SILVER
SPRING, MD – The Montgomery County Planning Department won a prestigious
academic award earlier this month for generating a wall-sized, intricately
detailed color map of the county’s nationally known Agricultural Reserve. The
map was deemed best in the “professional” category at Towson University’s
recent Geographic Information Systems (GIS) conference, which draws scores of
submissions and is attended by hundreds of mapping professionals and
cartography students.
The 93,000-acre Ag Reserve, which runs along the county’s northern
and western borders, protects farming in one of the nation’s best examples of
agricultural protection so close to a metropolitan area.
Jay Mukherjee, a researcher and specialist in the use of GIS to produce planning
maps, created the map to display in the Planning Board auditorium at its Silver
Spring headquarters. The 5-feet- tall by 5-feet-wide map graphically depicts
the Ag Reserve in an attractive, high-quality image.
Montgomery County has used GIS, a computer-based mapping
technology that analyzes spatial data by location, for more than 15 years. The
Planning Department’s Research and Technology Center routinely generates maps
depicting planning-related geographic boundaries and areas.

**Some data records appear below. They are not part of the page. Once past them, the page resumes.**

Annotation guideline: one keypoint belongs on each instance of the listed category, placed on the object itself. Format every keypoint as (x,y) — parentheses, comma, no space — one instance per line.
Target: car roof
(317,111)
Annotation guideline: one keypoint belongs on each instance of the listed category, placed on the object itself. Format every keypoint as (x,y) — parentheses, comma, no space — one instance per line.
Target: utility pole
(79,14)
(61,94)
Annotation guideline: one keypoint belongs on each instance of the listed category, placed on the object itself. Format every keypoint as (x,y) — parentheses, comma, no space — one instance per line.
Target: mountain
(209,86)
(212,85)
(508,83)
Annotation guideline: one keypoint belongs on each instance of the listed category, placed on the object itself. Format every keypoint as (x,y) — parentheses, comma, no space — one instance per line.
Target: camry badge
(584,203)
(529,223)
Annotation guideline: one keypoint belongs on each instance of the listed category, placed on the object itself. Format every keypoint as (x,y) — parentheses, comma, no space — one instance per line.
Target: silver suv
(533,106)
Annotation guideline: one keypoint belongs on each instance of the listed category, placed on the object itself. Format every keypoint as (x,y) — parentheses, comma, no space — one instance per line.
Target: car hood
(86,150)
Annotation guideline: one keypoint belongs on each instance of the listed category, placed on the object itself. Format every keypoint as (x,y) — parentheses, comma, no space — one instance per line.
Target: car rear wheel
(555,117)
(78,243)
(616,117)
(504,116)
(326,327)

Mukherjee’s map differs from traditional county map because of its
detail – topographic features, labeling, graphics, and its sheer size. At a
glance, one can see the significant acreage of the Ag Reserve in proportion to
the rest of Montgomery County.
The award at Towson’s 2008 Map Design
Competition, determined by conference participant votes, recognizes the Ag
Reserve map as a marriage of good design and “visual display of cartographic
data.” The map will be exhibited
in the Walters Art Museum in Baltimore until June 28.